We consider the FEA of the L4-L5 functional spinal unit (FSU), which is the shortest segment of the spine, formed by two adjacent vertebrae, IVD and ligamentous tissues. A 3D model of the FSU was segmented from CT scans, the IVD was model as a connecting tissue between the vertebrae and seven most important ligaments were included at their anatomical attachment points, focusing on the accuracy of the model’s characteristics so to comply with geometrical data from literature. Based on a literature survey, CT – based inhomogeneous elastic properties were assigned to the vertebrae and hyperelastic anisotropic properties were assigned to the IVD. To study the FSU behavior, four daily movements were defined as boundary conditions and a compressive follower load (FL) was applied to mimic the intradiscal pressure loads in the spine.

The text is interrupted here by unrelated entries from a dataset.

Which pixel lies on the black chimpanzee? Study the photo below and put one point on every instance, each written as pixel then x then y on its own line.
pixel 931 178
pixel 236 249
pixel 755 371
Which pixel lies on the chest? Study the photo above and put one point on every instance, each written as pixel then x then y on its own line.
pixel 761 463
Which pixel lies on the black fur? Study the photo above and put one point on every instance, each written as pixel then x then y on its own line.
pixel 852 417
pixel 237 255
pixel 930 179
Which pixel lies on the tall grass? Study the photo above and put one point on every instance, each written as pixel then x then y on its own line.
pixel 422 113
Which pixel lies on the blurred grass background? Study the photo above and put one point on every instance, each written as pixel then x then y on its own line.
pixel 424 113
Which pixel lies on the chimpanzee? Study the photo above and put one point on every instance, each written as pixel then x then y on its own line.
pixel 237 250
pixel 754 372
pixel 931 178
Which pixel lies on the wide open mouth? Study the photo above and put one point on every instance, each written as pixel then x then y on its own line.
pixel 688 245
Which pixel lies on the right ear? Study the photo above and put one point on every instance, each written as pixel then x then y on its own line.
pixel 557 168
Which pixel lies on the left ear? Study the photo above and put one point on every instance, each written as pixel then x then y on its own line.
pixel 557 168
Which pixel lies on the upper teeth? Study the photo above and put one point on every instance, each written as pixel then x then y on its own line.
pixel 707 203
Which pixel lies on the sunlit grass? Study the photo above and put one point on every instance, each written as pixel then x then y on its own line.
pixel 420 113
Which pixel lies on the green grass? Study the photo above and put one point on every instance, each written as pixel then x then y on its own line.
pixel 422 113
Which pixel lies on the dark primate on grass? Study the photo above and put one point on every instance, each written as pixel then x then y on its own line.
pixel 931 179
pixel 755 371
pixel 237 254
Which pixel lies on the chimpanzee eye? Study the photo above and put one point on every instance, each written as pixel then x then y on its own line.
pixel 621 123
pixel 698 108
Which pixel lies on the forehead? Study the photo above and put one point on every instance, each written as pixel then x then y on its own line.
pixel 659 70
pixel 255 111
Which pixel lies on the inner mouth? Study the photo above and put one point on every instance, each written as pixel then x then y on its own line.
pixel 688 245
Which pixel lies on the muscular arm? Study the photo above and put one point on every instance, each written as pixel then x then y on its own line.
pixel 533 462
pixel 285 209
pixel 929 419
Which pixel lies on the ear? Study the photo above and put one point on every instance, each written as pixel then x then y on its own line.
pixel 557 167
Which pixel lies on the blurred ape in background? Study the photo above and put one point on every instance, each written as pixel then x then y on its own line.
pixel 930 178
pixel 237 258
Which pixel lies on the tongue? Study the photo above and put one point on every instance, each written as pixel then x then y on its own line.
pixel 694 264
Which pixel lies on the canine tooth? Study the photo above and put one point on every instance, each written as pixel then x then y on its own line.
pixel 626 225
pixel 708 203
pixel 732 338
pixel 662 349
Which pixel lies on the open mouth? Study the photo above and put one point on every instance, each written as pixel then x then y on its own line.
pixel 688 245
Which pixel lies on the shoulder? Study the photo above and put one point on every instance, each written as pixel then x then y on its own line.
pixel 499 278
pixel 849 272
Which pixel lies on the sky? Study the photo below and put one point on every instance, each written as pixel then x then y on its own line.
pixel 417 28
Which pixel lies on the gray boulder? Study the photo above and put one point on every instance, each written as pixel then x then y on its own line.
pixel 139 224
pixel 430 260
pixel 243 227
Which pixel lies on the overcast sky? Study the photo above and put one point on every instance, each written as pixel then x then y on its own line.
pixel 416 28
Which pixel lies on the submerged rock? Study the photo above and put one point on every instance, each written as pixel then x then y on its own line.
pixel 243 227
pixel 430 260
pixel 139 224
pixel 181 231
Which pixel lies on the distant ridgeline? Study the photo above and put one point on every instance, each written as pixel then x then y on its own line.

In this study, we define a methodology for creating patient – specific CT – based FE model of the FSU. Variety of tests were performed to investigate the influence of the model assumptions on its mechanical response. The convergence of the results has been tested on several cases to ensure that the mesh has no significant effect on the FE results. In addition, the sensitivity of the material properties was investigated by comparing the FSU mechanical response with different material models for the vertebrae and the IVD. This study contains helpful fundamental information for creating a spinal FE model towards improving spinal healthcare.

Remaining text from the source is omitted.